PHP Session Management
In Chapter 8 we showed how to build session-based applications using the PHP session management functions. Applications use these functions to initialize sessions and register session variables as shown in Example D-1. This simple script initializes a session and registers two session variables: count and start.
Example D-1. A simple PHP script that uses a session
<?php
// Initialize a session. This call either creates
// a new session or re-establishes an existing one.
session_start( );
// If this is a new session, then the variable
// $count is not registered
if (!session_is_registered("count"))
{
session_register("count");
session_register("start");
$count = 0;
$start = time( );
}
else
{
$count++;
}
$sessionId = session_id( );
?>
<!DOCTYPE HTML PUBLIC
"-//W3C//DTD HTML 4.0 Transitional//EN"
"http://www.w3.org/TR/html4/loose.dtd" >
<html>
<body>
<p>This page points at a session
(<?=$sessionId ?>)
<br>count = <?=$count ?>.
<br>start = <?=$start ?>.
<p>This session has lasted
<?php
$duration = time( ) - $start;
echo "$duration";
?>
seconds.
</body>
</html>
By default, PHP manages sessions by storing session variables in files on disk and uses the session ID as part of the filename. The session management functions and file storage are discussed in more detail in Chapter 8.

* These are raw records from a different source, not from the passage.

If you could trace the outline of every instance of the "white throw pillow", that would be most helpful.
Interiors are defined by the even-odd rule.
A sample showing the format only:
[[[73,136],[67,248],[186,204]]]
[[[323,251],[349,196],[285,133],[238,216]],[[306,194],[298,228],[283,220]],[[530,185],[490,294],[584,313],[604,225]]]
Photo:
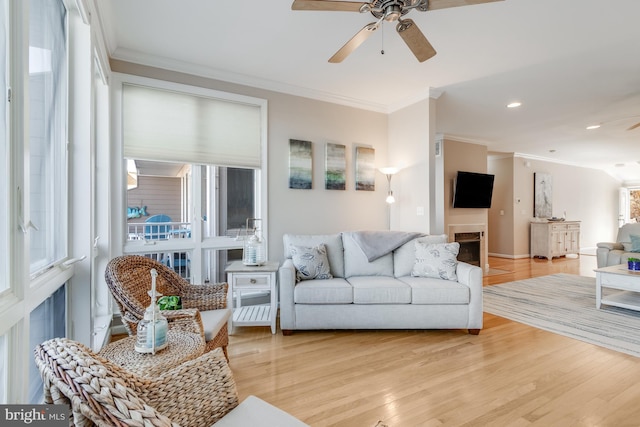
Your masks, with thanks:
[[[414,277],[435,277],[458,280],[458,251],[460,243],[423,243],[416,241],[416,263],[411,275]]]
[[[296,280],[333,279],[327,258],[327,248],[319,244],[313,248],[306,246],[289,247],[291,260],[296,267]]]

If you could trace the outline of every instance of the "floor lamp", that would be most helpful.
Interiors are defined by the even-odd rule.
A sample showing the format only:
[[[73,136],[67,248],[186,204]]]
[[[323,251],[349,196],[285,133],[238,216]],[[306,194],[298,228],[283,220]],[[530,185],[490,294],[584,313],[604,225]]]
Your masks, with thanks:
[[[400,171],[399,168],[394,167],[385,167],[378,169],[382,174],[387,177],[387,198],[385,202],[387,202],[387,216],[388,216],[388,228],[391,230],[391,205],[396,202],[396,198],[393,196],[393,191],[391,190],[391,178],[393,175],[397,174]]]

PHP allows user-defined handlers to be written that change how sessions are managed. The handlers define how PHP starts and terminates sessions, stores and retrieves session variables, and removes idle sessions with garbage collection. By implementing user-defined handlers, a developer can modify how PHP sessions are stored, without needing to change any application logic. PHP scripts, such as that shown in Example D-1, don't need to be modified except for an additional include directive to use the user-defined session management handlers.